Attempting connection
[Microsoft][SQL Server Native Client 11.0]TCP Provider: An existing connection was forcibly closed by the remote host.

[Microsoft][SQL Server Native Client 11.0]Client unable to establish connection

TESTS FAILED!
1
sql-serversslodbc
Can you try with the driver 'Microsoft SQL Server Native Client 11.0' - I think this is more recent than the one you are currently using (?) See: msdn.microsoft.com/de-de/library/ms131321%28v=sql.120%29.aspx - erg
I just edited the main entry to follow your suggestion (erg) but I fall against another error. - user2457451
It looks like during establishing of the connection the server terminates the connection again - maybe someone else knows how to tweak sql server to do some more logging / where sql server stores logs. Imho there should be some log entry on the server side describing why the server first accetps the client connection and then terminates it. - erg

1 Answers

7
votes

So, I finally got it working after struggling a little bit more.

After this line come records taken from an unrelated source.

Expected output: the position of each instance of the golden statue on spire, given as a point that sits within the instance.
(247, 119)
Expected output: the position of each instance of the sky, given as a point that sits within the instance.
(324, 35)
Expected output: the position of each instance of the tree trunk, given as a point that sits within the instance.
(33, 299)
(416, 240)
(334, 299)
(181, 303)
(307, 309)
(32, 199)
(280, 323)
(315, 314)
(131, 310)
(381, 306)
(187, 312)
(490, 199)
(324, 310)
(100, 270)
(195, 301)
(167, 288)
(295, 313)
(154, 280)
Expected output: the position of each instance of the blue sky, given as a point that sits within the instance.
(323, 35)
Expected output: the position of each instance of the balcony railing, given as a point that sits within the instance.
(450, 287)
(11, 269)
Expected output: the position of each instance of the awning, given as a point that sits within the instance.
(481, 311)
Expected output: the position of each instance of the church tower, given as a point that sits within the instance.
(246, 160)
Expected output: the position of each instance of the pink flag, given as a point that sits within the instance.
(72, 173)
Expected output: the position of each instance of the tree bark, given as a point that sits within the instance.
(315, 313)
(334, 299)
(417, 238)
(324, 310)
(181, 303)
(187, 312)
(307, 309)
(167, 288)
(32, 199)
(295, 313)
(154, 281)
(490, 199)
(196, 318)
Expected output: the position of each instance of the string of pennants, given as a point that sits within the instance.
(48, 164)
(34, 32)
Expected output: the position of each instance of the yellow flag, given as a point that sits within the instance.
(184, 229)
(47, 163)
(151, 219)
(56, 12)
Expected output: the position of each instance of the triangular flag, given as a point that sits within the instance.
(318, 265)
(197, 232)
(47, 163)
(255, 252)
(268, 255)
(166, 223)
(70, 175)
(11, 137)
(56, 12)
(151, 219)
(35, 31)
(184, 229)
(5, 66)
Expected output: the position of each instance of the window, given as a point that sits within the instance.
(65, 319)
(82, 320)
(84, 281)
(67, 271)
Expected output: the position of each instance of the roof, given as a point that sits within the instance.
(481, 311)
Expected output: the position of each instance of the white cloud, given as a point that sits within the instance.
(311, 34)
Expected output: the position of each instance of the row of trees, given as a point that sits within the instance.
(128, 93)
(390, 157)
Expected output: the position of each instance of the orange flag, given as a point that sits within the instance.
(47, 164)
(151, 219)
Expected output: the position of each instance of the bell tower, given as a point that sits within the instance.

First of all, it appears that there is another CU available (CU4) for SQL Server Express 2014 SP1.

I did download it and install it, but it did not resolve my problem: as soon as I deactivated TLS 1.0 and below version ODBC did not work.

Strangely, though the CU3 and installation of .NET 4.6 allowed me to successfully log in in Management Studio, when I tried to execute the xp_readerrorlog query, it actually failed.

What I did to solve my issue was to follow malthus's answer on another related stack overflow question https://dba.stackexchange.com/questions/93127/sql-server-service-won-t-start-after-disabling-tls-1-0-and-ssl-3-0 (3rd answer from the top).

I therefore activated the local security policy on my computer and managed to get the links to my SQL db working.

Now, I got IIS working along my own service and client working.

BTW, if somebody needs a more user friendly way of activating SSL/TLS version(s) and cryptographic algorithms on Windows, I stumbled uppon a nice GUI application which does not required to use regedit for it:

https://www.nartac.com/Products/IISCrypto. It's free and I am not a a Nartac Software employee, manager or shareholder.

I hope this will help!

EDIT Feb 25, 2016

It looks like the latest cumulative update (CU5 available at https://support.microsoft.com/en-us/kb/3130926) removes the need to activate the FIPS option for the System Cryptography.

I discovered this since I had to deactivate FIPS to enable another required functionnality while still relying on a TLS 1.2 connection. Indeed, it appears that activating the FIPS option for the System Cryptography prevents .NET Framework to successfuly make use of some system algorithms (such as SHA256Managed).

In addition, according to some discussions seen around the web (i.e. http://blogs.technet.com/b/secguide/archive/2014/04/07/why-we-re-not-recommending-fips-mode-anymore.aspx) it is not recommended to activate FIPS (except to strictly comply with some governmental recommendations) since it breaks applications relying on non-FIPS validated implementations of cryptographic algorithms, which, however are provided in Microsoft system libraries.